Aticolo sul cleopatra e la carmen del sferisterio "seduzione" 2008
Cleopatra su, Carmen giù
di Walter Baldasso
L’inserimento nel contesto dello “Sferisterio Opera Festival 2008” dell’opera “Cleopatra” del maceratese Lauro Rossi e nel teatro a lui dedicato, è occasione per conoscere il compositore vissuto nel periodo di Verdi e, soprattutto, la sua musica. Il lavoro si rivela muscoloso, con l’eccesso aggressivo dell’esecuzione musicale e vocale, per la partitura da Grand-Opéra d’uso in quel tempo (sono introdotte anche le danze, pur nell’assolo della brava Anbeta Toromani, per le coreografie di Gheorghe Iancu), dettato anche dalla lettura del direttore David Crescenzi, peraltro arrivato alle prove soltanto a pochi giorni dal debutto dell’opera. Si denota subito la leggerezza, anzi raffinatezza ed eleganza, di regia, scene e costumi dello stesso direttore artistico del Festival Pier Luigi Pizzi. L’allestimento presenta una struttura lineare scevra da orpelli, tra colonne e scalinate nelle tinte bianco-nere, compresi i costumi con accessori dorati. Nella seconda parte subentra con più evidenza il colore rosso, soprattutto di Ottavia, dall’ampio mantello con strascico, mentre Cleopatra rimane sempre in nero. La passione tra la Regina e Marco Antonio è evidenziata da sguardi, abbracci e ripetuti baci, mente più contenuto, ma tonificato da dolci espressività, risulta il successivo rapporto tra Antonio e Ottavia.

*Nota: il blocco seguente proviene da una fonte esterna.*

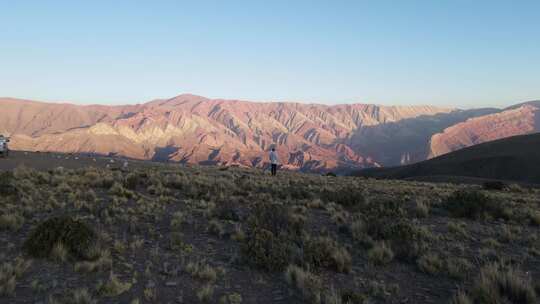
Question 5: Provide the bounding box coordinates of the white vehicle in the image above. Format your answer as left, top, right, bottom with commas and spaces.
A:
0, 135, 9, 157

Posizioni, movimenti e gestualità sono di una classicità e gusto unici compresa la passerella finale dei protagonisti coro e comparse, tra consensi per tutti e con Pier Luigi Pizzi giustamente osannato. La parte musicale è inizialmente genuina, ritmata, quasi timida e operettistica, per progredire gradualmente di atto in atto, proponendo arie ora delicate, ora di forte intensità e impennate improbe nella tessitura acuta e, ancora, duetti, terzetti e concertati di inaspettato trasporto e vigore. Protagonista è Dimitra Theodossiou, dal bel colore di una voce intensa che riesce a piegare in piani dolcissimi (anche supina) e a far salire in difficoltosi acuti. Il Marco Antonio di Alessandro Liberatore ha timbro simpatico e lirico, mentre l’Ottavia di Tiziana Carraro brilla per una linea di canto calda ed espressiva. Sonora e potente risulta l’interpretazione sia di Sebastian Catana in Diomede sia di Paolo Pecchioli in Ottavio. Completano il cast gli ottimi William Corrò in Proculejo, Paola Gardina in Carmiana e Giacomo Medici nello schiavo. In ottima forma è il coro, applaudito con affetto alla fine dello spettacolo, unitamente a tutti gli interpreti e con particolare intensità per Pier Luigi Pizzi.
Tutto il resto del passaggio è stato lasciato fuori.